NLRB Again Makes It Harder for Employers to Manage Their Workforces




It's no secret that the National Labor Relations Board has been on a crusdade over employer investigations. The last several years have seen decisions that make it much more difficult for an employer to conduct workplace investigations, both in the union and non-union context.

Specifically, in 2014 in a case known as Fresh and Easy, the Board determined that a complaint by an individual employee relating to a personal Title VII issue (something that had little or nothing to do with the National Labor Relations Act) that triggered an employer investigation, somehow subjected that investigation to the full panoply of NLRA restrictions and requirements applicable to protected concerted activity.

Similarly, in a 2015 decision, Banner Estrela, the Board hamstrung an employer's attempt to preserve the integrity of an ongoing workplace investigation by determining that a confidentiality instruction to employees involved in the investigation violated their rights under Section 7 of the Act.

The Board continues its efforts to make it virtually impossible for an employer to conduct an effective internal investigation with its latest decision in American Baptist Homes of the West. In this case, the Board overruled a long-standing determination that employers were normally allowed to withhold from the union confidential employee statements collected as part of an investigation.  Instead, employers are now required to do a case-by-case assessment of whether there is: a risk of retaliation against the employee, a high potential for witness fabrication of evidence or destruction of evidence, and similar factors, before the employer can even offer confidentiality to a prospective employee witness.

As the dissent notes, this will greatly reduce the likelihood that an employee will even talk to an employer. Most employees in a union setting are well aware of the danger for retaliation by their coworkers in a situation where they are seen to be helping the company. Until the employer hears the employee's report, it will be impossible for the employer to determine whether the circumstances are such that one of the very narrow Board standards for non-disclosure will even be met. In other words, an employer cannot offer confidentiality to a reporting employee upfront, and without that offer of confidentiality, most employees will simply elect to keep quiet rather than risk making statement that will put them in a bad position with their union leadership.
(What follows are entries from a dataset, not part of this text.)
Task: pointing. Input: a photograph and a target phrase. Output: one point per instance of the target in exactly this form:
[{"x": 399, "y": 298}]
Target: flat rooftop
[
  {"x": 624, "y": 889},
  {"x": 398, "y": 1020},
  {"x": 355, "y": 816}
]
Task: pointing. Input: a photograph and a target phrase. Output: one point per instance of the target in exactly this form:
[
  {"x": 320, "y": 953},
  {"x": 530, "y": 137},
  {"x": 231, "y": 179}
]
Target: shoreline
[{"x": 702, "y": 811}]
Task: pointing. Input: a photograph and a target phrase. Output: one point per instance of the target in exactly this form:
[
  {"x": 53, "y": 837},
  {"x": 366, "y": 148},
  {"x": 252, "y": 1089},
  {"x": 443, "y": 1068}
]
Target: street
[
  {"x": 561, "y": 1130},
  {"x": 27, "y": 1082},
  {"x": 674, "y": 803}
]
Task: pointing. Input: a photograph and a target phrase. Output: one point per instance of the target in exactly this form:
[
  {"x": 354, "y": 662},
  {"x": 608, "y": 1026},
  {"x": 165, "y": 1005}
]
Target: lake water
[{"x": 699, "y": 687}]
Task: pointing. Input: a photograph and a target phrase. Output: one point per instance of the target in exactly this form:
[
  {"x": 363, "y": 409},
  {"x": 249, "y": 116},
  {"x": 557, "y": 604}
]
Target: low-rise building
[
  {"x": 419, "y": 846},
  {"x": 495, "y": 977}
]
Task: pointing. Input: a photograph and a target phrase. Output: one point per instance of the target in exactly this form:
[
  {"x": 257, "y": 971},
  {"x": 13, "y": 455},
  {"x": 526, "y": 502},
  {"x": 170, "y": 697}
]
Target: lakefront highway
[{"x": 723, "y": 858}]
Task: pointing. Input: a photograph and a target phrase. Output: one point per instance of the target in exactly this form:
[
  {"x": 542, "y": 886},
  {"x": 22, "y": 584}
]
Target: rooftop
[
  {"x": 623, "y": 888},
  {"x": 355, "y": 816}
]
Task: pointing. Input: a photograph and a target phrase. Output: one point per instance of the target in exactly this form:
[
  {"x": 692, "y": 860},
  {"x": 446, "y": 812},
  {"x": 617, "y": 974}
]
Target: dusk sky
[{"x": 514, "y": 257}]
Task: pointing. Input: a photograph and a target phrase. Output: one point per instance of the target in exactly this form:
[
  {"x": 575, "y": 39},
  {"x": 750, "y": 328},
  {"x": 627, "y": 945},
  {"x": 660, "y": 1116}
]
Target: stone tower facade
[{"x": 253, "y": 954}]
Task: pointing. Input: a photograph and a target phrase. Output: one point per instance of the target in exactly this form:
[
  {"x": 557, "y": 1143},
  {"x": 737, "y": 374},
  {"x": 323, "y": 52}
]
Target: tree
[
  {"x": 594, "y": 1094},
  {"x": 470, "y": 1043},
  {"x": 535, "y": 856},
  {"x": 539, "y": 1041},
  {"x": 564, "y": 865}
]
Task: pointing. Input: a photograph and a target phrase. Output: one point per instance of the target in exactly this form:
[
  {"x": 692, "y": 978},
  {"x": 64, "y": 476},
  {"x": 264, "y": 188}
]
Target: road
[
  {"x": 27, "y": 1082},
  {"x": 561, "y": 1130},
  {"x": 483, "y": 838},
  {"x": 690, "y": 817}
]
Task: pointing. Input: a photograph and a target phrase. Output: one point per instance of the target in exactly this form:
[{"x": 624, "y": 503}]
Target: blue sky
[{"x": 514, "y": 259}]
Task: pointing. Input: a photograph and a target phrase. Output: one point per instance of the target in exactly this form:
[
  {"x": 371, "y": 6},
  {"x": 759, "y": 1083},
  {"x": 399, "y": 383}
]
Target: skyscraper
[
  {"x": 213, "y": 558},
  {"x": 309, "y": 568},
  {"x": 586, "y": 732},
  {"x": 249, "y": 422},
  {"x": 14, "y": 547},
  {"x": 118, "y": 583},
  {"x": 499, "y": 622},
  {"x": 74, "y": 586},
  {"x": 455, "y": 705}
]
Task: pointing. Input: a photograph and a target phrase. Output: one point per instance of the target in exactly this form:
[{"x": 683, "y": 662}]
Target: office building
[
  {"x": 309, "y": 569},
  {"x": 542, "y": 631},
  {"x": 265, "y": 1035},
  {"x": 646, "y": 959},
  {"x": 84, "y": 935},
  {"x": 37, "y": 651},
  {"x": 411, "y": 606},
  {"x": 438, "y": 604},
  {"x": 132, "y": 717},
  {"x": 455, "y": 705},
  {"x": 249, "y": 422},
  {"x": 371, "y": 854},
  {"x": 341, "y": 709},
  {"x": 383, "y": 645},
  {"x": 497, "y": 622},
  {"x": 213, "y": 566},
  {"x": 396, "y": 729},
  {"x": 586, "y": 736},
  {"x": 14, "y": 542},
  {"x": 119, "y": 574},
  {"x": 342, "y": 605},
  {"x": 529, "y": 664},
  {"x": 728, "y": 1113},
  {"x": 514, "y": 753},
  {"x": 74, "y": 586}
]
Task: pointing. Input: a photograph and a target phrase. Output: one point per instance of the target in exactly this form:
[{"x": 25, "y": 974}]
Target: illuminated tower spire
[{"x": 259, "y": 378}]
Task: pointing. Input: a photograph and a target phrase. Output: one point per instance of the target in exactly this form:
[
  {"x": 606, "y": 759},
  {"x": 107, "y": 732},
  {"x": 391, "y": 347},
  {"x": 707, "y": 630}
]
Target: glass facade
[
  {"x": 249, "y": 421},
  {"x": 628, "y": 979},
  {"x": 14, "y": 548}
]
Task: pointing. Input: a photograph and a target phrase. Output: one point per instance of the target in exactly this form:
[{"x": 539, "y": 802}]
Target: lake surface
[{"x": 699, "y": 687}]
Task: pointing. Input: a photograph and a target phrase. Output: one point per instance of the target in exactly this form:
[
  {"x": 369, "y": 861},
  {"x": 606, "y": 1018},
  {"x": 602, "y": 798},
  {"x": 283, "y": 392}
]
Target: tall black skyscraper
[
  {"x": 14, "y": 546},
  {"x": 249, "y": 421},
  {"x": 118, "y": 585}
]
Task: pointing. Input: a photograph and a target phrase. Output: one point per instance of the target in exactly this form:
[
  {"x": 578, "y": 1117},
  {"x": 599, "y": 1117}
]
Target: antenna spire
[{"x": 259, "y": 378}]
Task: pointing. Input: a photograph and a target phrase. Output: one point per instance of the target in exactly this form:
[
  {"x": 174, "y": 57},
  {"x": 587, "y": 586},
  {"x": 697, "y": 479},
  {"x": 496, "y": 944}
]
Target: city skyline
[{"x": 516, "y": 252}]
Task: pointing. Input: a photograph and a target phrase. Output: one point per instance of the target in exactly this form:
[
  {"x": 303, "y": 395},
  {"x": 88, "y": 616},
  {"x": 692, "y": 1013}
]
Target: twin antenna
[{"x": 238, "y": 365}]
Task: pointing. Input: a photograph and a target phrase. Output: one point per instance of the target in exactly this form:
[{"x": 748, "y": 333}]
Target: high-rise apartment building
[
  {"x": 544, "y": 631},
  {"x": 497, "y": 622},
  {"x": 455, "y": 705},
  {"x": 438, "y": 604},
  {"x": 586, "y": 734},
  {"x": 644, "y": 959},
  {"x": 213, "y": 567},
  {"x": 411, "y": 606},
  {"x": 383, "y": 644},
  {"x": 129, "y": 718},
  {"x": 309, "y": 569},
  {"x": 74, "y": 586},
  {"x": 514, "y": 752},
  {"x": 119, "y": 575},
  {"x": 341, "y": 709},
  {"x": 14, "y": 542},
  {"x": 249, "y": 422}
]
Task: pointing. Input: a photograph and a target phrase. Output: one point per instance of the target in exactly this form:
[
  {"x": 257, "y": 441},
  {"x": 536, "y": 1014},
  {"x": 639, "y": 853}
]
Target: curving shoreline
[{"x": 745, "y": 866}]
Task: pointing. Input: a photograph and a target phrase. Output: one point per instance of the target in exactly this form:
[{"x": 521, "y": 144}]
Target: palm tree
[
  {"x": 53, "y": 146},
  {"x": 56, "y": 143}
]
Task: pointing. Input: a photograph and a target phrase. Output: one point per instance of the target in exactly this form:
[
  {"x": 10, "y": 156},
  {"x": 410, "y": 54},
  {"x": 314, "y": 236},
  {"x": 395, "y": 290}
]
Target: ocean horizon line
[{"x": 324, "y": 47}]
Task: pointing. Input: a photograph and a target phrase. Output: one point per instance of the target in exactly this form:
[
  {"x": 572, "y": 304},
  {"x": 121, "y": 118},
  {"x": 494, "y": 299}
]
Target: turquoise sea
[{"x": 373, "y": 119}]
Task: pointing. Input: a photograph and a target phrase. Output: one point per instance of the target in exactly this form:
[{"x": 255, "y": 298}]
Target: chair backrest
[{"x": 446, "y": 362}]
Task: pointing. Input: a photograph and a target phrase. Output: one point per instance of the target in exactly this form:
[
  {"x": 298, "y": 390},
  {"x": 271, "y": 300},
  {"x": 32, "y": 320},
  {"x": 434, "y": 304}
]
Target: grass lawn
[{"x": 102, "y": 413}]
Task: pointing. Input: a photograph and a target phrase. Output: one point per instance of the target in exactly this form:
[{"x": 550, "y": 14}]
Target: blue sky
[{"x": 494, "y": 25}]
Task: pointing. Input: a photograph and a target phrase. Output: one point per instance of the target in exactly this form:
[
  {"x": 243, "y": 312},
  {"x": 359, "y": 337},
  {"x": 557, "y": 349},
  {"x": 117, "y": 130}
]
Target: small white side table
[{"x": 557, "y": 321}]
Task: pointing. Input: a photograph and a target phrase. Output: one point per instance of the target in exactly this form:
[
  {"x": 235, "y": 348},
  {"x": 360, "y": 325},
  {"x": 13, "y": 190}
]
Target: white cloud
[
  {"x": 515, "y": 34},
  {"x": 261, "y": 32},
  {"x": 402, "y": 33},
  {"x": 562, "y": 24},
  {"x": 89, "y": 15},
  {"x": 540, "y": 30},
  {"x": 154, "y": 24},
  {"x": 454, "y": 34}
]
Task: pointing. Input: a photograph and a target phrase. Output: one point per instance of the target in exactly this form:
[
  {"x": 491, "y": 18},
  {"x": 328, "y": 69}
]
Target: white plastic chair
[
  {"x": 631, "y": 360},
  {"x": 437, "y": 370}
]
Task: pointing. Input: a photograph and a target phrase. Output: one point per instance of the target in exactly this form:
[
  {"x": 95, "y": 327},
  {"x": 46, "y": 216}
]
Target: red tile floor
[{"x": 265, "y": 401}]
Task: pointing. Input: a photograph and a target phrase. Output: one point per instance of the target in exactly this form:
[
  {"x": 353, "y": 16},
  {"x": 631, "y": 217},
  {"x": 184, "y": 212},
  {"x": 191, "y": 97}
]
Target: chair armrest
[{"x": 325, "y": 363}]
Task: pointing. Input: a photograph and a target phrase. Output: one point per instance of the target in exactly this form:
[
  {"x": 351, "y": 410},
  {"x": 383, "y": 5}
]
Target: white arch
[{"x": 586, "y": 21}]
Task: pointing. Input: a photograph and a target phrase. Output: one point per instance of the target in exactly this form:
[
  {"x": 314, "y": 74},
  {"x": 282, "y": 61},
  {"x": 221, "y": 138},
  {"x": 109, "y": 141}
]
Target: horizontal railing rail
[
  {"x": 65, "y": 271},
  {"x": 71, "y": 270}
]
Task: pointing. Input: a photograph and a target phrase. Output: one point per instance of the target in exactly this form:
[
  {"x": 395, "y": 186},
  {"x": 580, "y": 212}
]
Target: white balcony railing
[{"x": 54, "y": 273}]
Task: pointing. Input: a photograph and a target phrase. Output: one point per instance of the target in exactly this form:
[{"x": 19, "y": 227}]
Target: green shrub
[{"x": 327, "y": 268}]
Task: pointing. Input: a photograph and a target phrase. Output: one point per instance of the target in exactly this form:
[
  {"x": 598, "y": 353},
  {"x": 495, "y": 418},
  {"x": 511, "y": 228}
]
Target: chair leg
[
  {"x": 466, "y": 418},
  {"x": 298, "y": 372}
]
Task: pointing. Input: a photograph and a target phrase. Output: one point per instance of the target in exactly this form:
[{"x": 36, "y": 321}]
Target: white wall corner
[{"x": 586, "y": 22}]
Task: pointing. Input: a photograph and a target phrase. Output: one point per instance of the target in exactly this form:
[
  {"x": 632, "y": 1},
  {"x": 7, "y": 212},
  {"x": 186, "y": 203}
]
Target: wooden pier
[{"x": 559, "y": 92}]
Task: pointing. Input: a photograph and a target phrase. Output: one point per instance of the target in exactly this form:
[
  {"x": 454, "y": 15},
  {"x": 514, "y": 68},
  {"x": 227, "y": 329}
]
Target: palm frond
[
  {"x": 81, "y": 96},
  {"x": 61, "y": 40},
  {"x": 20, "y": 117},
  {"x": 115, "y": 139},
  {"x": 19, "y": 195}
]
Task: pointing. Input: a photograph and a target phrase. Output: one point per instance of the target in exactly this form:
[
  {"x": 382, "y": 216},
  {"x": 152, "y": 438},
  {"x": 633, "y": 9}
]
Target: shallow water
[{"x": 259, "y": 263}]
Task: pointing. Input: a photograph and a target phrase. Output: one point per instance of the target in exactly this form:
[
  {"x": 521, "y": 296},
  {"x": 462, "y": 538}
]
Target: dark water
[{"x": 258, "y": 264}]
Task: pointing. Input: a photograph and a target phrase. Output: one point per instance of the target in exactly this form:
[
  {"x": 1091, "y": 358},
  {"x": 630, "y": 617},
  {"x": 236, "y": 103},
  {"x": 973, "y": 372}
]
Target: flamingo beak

There's no question that the Board's holding damages an employer's ability to manage its workplace and its employees. It is yet another reason why the stakes on unionization of the workforce get higher each year. With the Board working to effectively limit management's ability to discover what is happening in its workforce, it is more likely that employers will simply move to workforces that cannot be unionized - independent contractors, part time employees, and task-duration hires, that are less secure and potentially pay less.